Archive for June 2nd, 2014

Oldest known trousers found in China

Monday, June 2nd, 2014

Front view of woolen trousers from tomb M21, ca. 1,000 B.C.The oldest known trousers in the world have been found in two tombs of the Subeixi culture in northwestern China. The burials are among more than 500 that have been excavated in the Yanghai cemetery near the city of Turfan since the first grave was discovered by local villagers in the 1970s. The cemetery is in a gravel desert, an arid climate that can get as hot as 122°F in the summer and as cold as -20°F in the winter, which ensures the preservation of organic material like human and animal remains, plants and textiles.

The M157 fragment set in a reconstruction of their full designThe woolen pants were found in tombs M21 and M157. The ones in the former are almost complete, while only fragments of the trousers were found in the latter. Radiocarbon dating analysis on samples of the fabric from both pairs found that the M21 pants date to 1122-926 B.C., while the M157 pants may be slightly older at 1261–1041 B.C. That makes these finds centuries older than the oldest Scythian pants (5th to 3rd centuries B.C.).

This period marked the shift from settled farming and herding communities to nomadic pastoral lifestyles on horseback in central Asia. The bit and harness made controlling the horse at high speeds over long distances or during battle possible, but now the riders needed an article of clothing that would allow them to side astride while protecting their legs and genitals. The tunics, gowns, and the combination of loincloth and individual leggings tied to a waistband like Otzi the Iceman was wearing 2,000 years earlier when he died in the Alps weren’t going to do the trick.

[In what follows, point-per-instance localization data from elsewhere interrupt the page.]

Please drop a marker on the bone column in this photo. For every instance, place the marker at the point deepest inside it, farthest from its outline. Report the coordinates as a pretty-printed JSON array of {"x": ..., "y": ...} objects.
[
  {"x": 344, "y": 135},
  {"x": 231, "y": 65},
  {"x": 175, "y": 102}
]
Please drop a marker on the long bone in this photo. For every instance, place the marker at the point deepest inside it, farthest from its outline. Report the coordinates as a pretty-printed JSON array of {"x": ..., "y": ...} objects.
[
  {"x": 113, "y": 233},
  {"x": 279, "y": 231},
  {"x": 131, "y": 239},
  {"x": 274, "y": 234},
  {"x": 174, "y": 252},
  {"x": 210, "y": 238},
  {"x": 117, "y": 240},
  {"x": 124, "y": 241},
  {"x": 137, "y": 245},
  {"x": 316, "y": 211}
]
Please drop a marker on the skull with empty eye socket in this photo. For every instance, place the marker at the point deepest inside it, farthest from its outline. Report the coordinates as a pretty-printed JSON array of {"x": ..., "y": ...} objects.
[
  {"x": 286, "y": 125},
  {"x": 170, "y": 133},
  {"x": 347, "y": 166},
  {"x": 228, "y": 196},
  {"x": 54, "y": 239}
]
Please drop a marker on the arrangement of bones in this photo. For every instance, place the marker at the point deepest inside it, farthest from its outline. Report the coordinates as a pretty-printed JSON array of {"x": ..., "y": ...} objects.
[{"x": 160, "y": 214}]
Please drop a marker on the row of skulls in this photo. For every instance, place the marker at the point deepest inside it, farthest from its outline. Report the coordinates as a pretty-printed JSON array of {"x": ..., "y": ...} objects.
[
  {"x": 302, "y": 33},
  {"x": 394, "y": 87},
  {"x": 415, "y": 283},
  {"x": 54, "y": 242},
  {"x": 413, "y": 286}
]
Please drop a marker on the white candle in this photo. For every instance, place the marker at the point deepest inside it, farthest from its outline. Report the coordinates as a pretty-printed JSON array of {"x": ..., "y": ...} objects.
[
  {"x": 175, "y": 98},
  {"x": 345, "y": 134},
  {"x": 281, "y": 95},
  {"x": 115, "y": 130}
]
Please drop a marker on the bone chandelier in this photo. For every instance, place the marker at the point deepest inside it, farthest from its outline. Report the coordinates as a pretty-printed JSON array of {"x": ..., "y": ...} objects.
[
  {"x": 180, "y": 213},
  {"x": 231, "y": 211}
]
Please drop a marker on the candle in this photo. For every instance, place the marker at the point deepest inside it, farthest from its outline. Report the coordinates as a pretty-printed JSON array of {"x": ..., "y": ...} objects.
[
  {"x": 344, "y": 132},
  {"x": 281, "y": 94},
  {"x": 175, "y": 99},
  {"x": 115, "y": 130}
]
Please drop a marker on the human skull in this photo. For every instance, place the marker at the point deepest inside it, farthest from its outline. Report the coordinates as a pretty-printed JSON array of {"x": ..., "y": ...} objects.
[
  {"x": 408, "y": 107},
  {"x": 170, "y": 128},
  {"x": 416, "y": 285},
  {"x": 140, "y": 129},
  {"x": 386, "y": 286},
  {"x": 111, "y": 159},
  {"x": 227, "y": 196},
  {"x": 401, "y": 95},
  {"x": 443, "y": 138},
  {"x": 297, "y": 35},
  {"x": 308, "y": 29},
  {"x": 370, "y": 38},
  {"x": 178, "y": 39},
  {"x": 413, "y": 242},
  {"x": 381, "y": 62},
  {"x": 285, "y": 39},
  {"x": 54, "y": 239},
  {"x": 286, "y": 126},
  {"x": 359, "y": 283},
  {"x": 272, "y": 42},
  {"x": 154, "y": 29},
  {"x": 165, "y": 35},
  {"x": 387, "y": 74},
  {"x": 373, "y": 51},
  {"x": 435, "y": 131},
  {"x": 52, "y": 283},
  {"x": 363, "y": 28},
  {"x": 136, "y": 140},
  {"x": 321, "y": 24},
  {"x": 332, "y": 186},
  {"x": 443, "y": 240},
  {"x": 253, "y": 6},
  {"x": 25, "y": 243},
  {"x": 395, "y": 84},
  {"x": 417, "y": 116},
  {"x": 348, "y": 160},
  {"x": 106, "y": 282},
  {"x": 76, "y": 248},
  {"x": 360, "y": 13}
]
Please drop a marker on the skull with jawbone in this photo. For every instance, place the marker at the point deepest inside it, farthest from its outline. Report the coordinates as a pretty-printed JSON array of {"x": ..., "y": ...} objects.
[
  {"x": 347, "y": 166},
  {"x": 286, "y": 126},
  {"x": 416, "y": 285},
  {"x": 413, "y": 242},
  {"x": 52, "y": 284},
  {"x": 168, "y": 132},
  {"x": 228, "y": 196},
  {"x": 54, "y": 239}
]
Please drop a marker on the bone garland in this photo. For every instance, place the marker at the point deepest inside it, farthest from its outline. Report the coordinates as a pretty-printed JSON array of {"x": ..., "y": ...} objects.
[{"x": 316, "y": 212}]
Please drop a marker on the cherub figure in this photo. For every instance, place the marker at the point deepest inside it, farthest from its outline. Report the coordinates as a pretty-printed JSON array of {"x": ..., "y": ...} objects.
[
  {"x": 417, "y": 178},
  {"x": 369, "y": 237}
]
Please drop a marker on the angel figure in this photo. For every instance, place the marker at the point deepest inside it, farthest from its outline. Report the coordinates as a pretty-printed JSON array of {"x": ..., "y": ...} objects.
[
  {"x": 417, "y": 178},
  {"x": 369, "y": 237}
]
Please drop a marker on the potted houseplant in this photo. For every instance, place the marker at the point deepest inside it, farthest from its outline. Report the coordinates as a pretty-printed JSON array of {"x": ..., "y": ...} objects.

It was the invention of the crotch that ushered in the era of the trousers. The crotch joins the legs together with the abdominal section and waist, converting the four pieces of the leggings-waistband-loincloth rig into a single garment. This design allowed riders to spread their legs as wide as they needed to while still protecting the inginual and pelvic areas.

Back view of M21 trousersThe Yanghai trousers, particularly the pair found in tomb M21, illuminate this revolutionary construction. Even the damage is helpful to archaeologists. The front of the trousers and the left leg are in excellent condition, while the back and right leg have holes that fortuitously expose the inside of the pants and the left seams. A new study published in Quaternary International found that the trousers are formed from three separately woven pieces: two straight-cut legs and a stepped cross-shaped crotch that covers the genitals from the front to the back. There are side slits in the waistband, and a remnant of string at the edges of the slits suggests the trousers were closed on both sides with drawstrings.

The seams on the inside of the legs and the edges where the crotch-piece is stitched to the legs are covered with a decorative braid. There’s also decoration woven into the fabric.

The warp thread in the leg-pieces is brown but cream-coloured in the crotch-piece, whereas the weft changes between brown and cream and so forms patterns. At the upper part of the trousers, where the fabric covers the abdomen, the ground colour is cream and the ornaments are brown weft. Double lines of brown weft were woven into the fabric decorating the entire crotch-piece at regular intervals. By contrast, the fabric of the leg-pieces is dominated by a shade of brown, on which the ornaments stick out in cream-shaded weft. At the height of the crotch the background colour changes from shades of cream to brown through an interlocking stepped triangle pattern. At the height of the knees a zone of rhombic meandering ornament occurs. At the height of the calves two parallel zigzag lines and a third one just above the hemline are woven around the leg.

Sequence illustrating how the trousers were tailoredNo cloth was cut in the making of these pants. Each piece was woven individually to fit the person who wore them. Since the yarns and threads all match, either one person did all the work or the weaver and tailor worked closely together.

Horse-related grave goods found in both tombs underscore the connection between the trousers and their function. The man buried in M21 went to his eternal rest with a decorated leather bridle with a wooden horse bit hanging from a stick near his head. Tomb M157 includes a whip, a decorated horse tail, a bow sheath and a bow. Both men were about 40 years old at the time of death and were buried wearing the ancestors of riding breeches.